Le scanner volumique multicoupe est de plus en plus souvent utilisé en traumatologie en raison de sa grande disponibilité et de ses performances diagnostiques élevées, même en présence d'un plâtre. La résolution spatiale doit être maximale pour détecter les fines anomalies corticales ou trabéculaires. Lorsque le bilan radiographique initial est normal, sa sensibilité est de l'ordre de 70 %. Sa spécificité est supérieure à 85 %. Les cas douteux ou discordants doivent conduire à d'autres explorations et notamment à l'IRM (fig. 3).

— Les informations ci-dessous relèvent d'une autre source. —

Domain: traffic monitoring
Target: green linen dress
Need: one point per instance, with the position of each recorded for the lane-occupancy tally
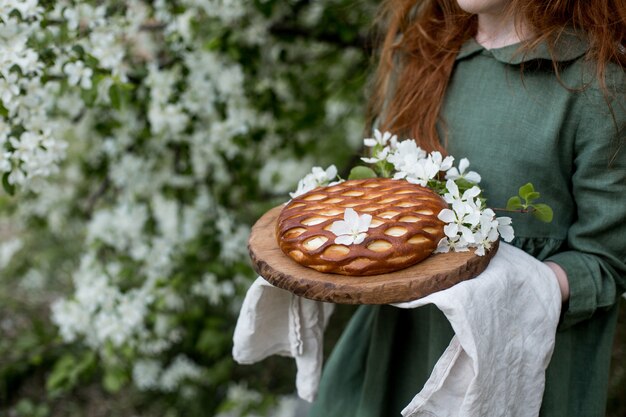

L'IRM est la méthode diagnostique la plus performante. Sa sensibilité, sa spécificité, sa valeur prédictive positive (VPP) et sa valeur prédictive négative (VPN) sont proches de 100 %. Son rapport coût/efficacité est excellent. Le diagnostic repose en général sur des séquences coronales et axiales de type Spin-écho T1 et Fast Spin-écho T2 avec Fat Sat. Les coupes sagittales obliques dans le grand axe du scaphoïde facilitent la détection d'un déplacement entre les fragments. L'IRM présente de nombreux autres avantages. Elle est en mesure de différencier une fracture d'une contusion osseuse : une fracture est caractérisée par une interruption des travées et/ou de la corticale associée à un oedème médullaire ; une contusion osseuse se traduit par un foyer d'oedème médullaire isolé (fig. 1, 3 et 4). L'IRM révèle également les autres fractures du poignet. Les patients avec des radiographies normales ont en moyenne une fracture du scaphoïde dans 19 % des cas, une contusion du scaphoïde dans 5 % des cas, une fracture du radius dans 13 % des cas et une autre fracture du poignet dans 8 % des cas. Enfin, cet examen est réalisable sur tous les types de machines, y compris les IRM à bas champ et celles dédiées aux extrémités.
Le traitement
Le traitement dépend du type lésionnel. Le traitement orthopédique reste la référence pour les fractures non déplacées. Il comporte une immobilisation antibrachio-palmaire pendant 9 à 12 semaines, avec un arrêt des activités manuelles. Le traitement chirurgical, nécessaire lorsque la fracture est déplacée, est préférable en cas de facture proximale (type I ou II de Schernberg), en cas de retard diagnostique ou chez les patients qui pour des raisons professionnelles ou sportives réclament une reprise plus précoce de leurs activités. Le traitement des contusions osseuses du scaphoïde n'a fait l'objet d'aucune étude spécifique. Une immobilisation à visée antalgique et curative de 6 à 9 semaines est probablement suffisante.
Conclusion
Les fractures du scaphoïde sont fréquentes. Une fracture mal traitée conduit à des complications, dont le retentissement professionnel et sociétal est élevé. Une immobilisation prolongée pour prévenir ce risque est absurde car plus de 50 % des patients n'ont aucune fracture. L'IRM permet un diagnostic lésionnel précis guidant la thérapeutique. Grâce à une VPN proche de 100 %, sa normalité permet de clore le bilan et d'éviter un traitement inutile. L'accès à cette technique doit donc être amélioré. Le recours à des machines dédiées, avec, éventuellement, la mise en place d'une cotation spécifique, doit être envisagé.
Bibliographie disponible sur demande.